Picture a lamb. Weak, stumbling up a hill, following his shepherd toward the altar on which the lamb will die. He knows today is different from all the others. Usually one in a large flock on a grassy hillside, today he is alone with the shepherd struggling toward the top of a rocky cliff. He follows the shepherd until his wobbly knees can support him no longer; the shepherd carries him on. At the top of the hill, the lamb lays himself on the altar, where he is pierced and left lifeless. Behold, the lamb.

Picture a woman. Kneeling outside an open tomb. Her tears glisten with the rising sun. She came just to see him one more time, to anoint his lifeless body, but he is gone. She weaps. Her tears fall soft into the blood-stained wool of a lamb. He nuzzles close and dries her tears. She stands, smiles, and turns to go, leaving the lamb alone and alive at the empty tomb. Behold, the lamb!

Picture a man. Kneeling before a king, in whose hand is a sealed scroll. Finding the seals to be unbreakable, the man cries with despair. His tears fall to the throne room floor and flow to the feet of a lamb. Wounded but strong, the lamb takes his place on the throne and, one by one, breaks the unbreakable seals, forever loosing the bonds of evil, forever victorious. Behold, the lamb!

May we truly behold the Lamb this Resurrection Sunday.
Joy!
-mo

Saturday, April 07, 2012

for Mary so loved

I've been thinking a lot in the last couple of days about the sacrifice Mary made at Easter. We talk often of the miracle of God's giving His son for us. We usually fail to mention, though, that Mary also gave her son. He was not her only begotten, but He was her begotten.

She was with him from his earthly beginning in Bethlehem. She worried and ran back for him when he was left in the temple. She believed in his ability to fix things and prodded him to perform his first public miracle at that wedding in Cana. She was one of his closest followers, all the way to the cross.
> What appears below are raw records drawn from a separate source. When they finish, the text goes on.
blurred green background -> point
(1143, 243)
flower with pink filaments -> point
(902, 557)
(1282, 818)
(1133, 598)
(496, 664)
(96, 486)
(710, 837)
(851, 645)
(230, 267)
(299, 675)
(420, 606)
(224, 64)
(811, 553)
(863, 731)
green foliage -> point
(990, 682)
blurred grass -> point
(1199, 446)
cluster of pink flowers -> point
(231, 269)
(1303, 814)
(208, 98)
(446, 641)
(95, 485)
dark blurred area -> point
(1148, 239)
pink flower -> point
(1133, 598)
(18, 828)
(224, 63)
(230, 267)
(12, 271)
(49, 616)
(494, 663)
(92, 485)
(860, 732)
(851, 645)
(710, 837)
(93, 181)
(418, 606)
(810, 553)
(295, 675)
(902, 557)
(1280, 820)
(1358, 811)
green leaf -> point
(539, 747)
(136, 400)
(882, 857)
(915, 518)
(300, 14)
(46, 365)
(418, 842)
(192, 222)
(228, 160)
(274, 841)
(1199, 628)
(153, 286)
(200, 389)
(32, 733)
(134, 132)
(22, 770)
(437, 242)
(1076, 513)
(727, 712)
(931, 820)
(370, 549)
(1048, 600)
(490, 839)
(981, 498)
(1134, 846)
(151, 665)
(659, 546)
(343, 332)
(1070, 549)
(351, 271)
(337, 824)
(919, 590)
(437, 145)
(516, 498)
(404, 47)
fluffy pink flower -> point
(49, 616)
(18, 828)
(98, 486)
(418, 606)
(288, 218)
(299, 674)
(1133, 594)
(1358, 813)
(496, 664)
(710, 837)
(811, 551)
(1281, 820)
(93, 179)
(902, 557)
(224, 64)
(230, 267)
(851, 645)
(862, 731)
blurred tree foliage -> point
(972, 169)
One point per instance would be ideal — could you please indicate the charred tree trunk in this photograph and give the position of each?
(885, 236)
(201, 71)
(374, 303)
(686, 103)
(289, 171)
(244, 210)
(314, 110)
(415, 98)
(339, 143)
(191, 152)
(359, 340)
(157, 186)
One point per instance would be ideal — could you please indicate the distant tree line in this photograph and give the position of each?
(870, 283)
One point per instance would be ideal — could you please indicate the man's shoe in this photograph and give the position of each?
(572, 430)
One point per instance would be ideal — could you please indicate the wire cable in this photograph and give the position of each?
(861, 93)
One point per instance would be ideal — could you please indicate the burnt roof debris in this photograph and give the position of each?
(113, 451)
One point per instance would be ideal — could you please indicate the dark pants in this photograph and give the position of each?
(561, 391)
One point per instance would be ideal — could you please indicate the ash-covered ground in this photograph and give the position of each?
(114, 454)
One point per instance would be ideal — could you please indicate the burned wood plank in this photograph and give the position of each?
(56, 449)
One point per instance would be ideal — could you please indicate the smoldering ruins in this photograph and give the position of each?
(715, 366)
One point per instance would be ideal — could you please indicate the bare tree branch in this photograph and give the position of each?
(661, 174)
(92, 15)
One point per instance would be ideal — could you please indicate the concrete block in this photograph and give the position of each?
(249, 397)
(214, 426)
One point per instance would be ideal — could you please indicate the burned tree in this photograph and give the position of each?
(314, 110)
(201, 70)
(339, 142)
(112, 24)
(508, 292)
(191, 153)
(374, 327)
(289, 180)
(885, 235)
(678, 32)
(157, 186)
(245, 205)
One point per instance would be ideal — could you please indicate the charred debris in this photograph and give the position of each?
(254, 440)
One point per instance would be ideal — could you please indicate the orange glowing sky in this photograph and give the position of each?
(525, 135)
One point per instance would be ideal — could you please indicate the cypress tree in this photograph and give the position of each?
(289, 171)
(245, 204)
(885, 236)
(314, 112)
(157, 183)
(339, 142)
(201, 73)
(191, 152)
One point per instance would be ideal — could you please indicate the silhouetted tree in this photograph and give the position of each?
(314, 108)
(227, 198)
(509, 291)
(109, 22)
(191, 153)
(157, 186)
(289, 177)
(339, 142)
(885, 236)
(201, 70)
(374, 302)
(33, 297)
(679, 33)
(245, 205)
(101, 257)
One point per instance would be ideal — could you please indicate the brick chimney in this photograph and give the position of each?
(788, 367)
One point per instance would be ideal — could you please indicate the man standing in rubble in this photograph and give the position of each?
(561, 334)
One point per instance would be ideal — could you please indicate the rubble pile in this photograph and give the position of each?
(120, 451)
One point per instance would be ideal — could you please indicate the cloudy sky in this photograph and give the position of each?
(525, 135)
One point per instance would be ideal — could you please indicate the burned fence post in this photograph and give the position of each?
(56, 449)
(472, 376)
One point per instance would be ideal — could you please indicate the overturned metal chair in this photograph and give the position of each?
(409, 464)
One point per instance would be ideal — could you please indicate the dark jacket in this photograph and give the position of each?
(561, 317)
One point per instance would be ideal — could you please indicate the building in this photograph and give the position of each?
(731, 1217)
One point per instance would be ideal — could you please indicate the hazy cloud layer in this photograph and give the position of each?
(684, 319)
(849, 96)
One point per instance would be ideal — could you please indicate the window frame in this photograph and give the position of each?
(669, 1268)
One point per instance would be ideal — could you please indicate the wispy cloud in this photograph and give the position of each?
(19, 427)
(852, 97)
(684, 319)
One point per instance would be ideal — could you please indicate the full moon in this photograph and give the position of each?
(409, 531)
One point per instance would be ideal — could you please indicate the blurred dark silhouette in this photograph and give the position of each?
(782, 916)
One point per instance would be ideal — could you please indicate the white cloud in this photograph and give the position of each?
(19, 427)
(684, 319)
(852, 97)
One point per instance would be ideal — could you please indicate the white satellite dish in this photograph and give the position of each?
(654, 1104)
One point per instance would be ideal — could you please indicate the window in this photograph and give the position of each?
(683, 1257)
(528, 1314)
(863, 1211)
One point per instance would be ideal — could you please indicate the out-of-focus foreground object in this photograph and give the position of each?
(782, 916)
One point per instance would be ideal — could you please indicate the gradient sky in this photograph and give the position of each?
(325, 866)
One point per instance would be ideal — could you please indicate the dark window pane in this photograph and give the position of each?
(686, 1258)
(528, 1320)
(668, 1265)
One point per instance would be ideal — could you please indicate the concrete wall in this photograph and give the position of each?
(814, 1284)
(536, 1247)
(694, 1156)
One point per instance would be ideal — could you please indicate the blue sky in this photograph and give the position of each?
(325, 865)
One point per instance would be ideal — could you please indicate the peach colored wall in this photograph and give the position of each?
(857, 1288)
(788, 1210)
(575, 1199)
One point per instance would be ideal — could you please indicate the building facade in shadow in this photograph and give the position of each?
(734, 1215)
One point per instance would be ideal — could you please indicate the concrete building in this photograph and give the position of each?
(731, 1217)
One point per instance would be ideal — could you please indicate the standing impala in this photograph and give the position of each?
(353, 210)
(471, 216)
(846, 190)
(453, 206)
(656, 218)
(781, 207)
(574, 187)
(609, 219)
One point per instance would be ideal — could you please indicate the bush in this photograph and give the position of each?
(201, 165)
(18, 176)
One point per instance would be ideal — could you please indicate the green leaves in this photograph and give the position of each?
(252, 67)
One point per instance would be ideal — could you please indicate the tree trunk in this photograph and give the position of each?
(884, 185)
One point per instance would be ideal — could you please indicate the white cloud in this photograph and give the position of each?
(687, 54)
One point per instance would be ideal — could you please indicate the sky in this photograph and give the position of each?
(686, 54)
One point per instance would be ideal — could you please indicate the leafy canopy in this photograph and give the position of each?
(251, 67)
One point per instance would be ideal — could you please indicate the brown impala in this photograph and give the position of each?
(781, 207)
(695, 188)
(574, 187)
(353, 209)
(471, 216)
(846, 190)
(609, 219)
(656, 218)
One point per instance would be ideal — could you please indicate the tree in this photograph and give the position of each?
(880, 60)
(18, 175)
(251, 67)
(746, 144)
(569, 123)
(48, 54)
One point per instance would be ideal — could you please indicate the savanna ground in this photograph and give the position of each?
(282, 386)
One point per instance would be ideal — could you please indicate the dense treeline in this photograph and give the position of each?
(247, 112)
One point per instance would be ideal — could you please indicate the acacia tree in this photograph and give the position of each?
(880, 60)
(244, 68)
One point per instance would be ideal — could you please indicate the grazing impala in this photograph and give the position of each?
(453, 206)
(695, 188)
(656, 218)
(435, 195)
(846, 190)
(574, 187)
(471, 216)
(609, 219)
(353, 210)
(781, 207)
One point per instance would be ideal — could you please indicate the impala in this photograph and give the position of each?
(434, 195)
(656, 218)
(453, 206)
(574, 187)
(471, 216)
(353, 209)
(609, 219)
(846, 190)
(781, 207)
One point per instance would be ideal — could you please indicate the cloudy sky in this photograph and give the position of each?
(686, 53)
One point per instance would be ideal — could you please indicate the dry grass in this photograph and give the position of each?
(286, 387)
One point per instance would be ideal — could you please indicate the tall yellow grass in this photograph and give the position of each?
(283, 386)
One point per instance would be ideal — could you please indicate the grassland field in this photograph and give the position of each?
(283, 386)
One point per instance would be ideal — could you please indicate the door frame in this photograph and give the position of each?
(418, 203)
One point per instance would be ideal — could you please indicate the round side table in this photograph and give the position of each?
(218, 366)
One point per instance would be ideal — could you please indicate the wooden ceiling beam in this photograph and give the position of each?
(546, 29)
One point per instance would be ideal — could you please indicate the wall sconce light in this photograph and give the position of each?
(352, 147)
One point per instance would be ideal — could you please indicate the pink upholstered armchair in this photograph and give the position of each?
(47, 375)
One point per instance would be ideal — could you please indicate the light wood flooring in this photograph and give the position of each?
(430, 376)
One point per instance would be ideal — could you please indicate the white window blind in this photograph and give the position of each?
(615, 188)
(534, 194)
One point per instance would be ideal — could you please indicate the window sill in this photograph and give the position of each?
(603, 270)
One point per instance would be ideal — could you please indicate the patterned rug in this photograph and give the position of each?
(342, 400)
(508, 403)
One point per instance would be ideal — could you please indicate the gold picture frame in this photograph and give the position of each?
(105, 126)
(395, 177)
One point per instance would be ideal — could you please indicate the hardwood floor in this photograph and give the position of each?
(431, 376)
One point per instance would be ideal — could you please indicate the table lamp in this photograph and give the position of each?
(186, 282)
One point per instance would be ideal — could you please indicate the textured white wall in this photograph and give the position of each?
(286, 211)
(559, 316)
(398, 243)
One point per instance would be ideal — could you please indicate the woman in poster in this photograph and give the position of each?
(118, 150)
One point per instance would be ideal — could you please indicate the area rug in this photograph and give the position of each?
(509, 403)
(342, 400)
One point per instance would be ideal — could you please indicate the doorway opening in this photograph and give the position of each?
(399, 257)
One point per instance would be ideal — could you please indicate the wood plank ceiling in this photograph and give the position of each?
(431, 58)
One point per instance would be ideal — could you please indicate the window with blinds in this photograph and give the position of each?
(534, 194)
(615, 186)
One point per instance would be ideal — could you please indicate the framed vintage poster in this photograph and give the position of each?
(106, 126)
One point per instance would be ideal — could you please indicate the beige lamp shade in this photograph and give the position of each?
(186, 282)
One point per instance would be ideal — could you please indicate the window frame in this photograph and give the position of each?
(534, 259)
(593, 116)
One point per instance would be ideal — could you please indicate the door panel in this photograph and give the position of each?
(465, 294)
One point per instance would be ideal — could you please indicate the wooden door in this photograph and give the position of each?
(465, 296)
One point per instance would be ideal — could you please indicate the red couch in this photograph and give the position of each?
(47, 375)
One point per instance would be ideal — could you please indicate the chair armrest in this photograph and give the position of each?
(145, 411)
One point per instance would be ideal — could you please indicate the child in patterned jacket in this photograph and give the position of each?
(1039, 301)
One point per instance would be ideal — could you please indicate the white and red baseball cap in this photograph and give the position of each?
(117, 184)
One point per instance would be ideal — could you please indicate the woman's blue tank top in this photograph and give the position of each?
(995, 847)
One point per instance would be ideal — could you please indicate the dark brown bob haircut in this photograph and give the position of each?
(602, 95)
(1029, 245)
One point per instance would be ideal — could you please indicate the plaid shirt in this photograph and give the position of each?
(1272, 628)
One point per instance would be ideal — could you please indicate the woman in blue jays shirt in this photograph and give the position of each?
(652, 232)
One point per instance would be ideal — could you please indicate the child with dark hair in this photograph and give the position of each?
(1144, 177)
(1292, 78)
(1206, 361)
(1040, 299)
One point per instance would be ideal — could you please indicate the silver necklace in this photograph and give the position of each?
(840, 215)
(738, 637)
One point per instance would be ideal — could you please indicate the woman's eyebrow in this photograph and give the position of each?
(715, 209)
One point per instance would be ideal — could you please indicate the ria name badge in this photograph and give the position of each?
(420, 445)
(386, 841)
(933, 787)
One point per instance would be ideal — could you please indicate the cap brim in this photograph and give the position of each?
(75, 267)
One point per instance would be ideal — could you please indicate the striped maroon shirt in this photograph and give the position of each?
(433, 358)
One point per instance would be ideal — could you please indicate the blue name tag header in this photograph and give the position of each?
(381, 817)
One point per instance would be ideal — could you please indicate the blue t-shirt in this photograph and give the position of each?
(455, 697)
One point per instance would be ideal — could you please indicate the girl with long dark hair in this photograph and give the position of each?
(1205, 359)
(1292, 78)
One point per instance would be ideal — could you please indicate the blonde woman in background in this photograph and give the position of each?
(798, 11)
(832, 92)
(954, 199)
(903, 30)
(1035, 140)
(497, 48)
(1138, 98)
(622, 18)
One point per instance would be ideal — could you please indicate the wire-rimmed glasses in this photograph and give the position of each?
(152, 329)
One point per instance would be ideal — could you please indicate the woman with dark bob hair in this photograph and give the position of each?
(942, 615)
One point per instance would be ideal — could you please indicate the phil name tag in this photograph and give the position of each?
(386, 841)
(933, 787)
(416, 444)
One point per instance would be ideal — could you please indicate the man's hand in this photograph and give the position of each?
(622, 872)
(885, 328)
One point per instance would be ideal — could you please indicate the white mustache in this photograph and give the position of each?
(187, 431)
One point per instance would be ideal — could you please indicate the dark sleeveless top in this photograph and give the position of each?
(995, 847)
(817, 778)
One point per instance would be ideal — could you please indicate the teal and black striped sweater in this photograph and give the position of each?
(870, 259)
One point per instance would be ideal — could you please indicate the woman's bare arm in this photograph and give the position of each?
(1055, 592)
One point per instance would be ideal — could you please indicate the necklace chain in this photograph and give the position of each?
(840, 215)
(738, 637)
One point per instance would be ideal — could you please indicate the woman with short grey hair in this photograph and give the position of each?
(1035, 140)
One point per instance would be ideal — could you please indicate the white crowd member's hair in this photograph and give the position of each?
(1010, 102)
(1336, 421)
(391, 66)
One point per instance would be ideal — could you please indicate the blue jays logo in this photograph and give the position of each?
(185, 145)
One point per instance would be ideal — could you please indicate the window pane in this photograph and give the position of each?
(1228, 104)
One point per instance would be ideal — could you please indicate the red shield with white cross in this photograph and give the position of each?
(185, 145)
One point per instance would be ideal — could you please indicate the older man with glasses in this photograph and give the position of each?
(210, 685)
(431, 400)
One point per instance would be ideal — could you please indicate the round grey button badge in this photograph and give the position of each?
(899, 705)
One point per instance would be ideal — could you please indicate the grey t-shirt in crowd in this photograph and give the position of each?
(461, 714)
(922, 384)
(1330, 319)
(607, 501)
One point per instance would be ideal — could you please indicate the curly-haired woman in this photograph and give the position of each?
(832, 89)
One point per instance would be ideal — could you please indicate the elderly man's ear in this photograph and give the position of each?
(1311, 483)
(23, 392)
Throughout his life, Mary must have encountered so much she didn't understand, but her attitude seemed always the same as it had been at the beginning of their journey together: "Let it be."

On that first Good Friday, Mary watched from the front of the crowd as her son was mocked, beaten, spat upon, and led to his death. In that darkest of moments, when even his Father forsook him, Jesus' mother stood near. She looked on with grief of motherly proportion.

I wonder if his life replayed in her mind. I wonder if she remembered the manger, the shepherds, the kings. As she looked up at the nails in his hands and feet, I wonder if she remembered when Joseph taught their son just the right stroke to drive the nails that would hold together his first hand-crafted table or chair. When he cried out in lonely anguish, did she remember the crowds who were there for his baptism, his miracles, his hillside teachings?

Whatever her thoughts at the foot of the cross that day, Mary must have known there was something special about the man dying before her. Though in her grief he was just her son, in her heart she knew he was the Savior. And Mary gave her son.